Step 2: Build Certificate Chain

• The client checks the certificate's issuer and looks for the corresponding root CA certificate from the local trusted root certificate store (such as the root certificates pre-installed in the operating system or browser).
• If the certificate is issued by an intermediate CA, the client needs to verify step by step, forming a complete chain: "server certificate → intermediate CA certificate → root CA certificate".

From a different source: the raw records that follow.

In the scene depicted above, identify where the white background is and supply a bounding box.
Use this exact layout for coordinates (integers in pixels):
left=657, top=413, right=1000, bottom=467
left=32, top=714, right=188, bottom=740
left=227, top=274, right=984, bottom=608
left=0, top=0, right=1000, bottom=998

Step 3: Verify Certificate Signature

• The client uses the public key of the superior CA to decrypt the digital signature of the current certificate, obtaining the certificate's hash value.
• The client independently calculates the hash value of the certificate content and compares whether the two match:
  • Match: Proves the certificate has not been tampered with and was issued by a legitimate CA.
  • Mismatch: Terminates the connection and reports an error (e.g., "SSL_CERT_BAD_SIGNATURE").

Step 4: Check Certificate Validity Period

• The client verifies whether the certificate's start and end times fall within the current time range.
• If the certificate is expired or not yet valid, an error is triggered (e.g., "SSL_CERT_DATE_INVALID").

Step 5: Check Certificate Revocation Status

• The client confirms whether the certificate has been actively revoked by the CA through the following methods:
  • CRL (Certificate Revocation List): Downloads the revocation list published by the CA and checks if the certificate's serial number is on the list.
  • OCSP (Online Certificate Status Protocol): Queries the CA's OCSP server for the certificate status (the response must contain a valid signature).
  • OCSP Stapling: The server directly provides the OCSP response during the handshake, reducing client query latency.

Step 6: Verify Domain Name Match

• The client checks whether the Subject Alternative Name (SAN) or Common Name (CN) in the certificate matches the currently accessed domain name.
• A mismatch results in an error (e.g., "SSL_CERT_BAD_IDENTITY").

Step 7: Final Trust Confirmation

• After all the above steps pass, the client trusts the server certificate and uses the public key within it to encrypt the symmetric key for subsequent communication.

3. Common Issues and Practical Significance

1. Incomplete Certificate Chain: The server did not send the intermediate CA certificate, causing the client to fail in building a complete chain. Solution: Configure the server to include the full certificate chain.
2. Self-Signed Certificate: Not issued by a public CA, requiring manual import of the certificate into the client's trust store.
3. Mixed Content Risk: Loading HTTP resources within an HTTPS page may cause the browser to warn of certificate verification failure.

4. Summary
HTTPS certificate verification ensures the authenticity of server identity through cryptographic mechanisms, with each verification step corresponding to the defense against specific security risks. In development or operations, attention must be paid to certificate configuration details to avoid service interruptions or security vulnerabilities caused by verification failures.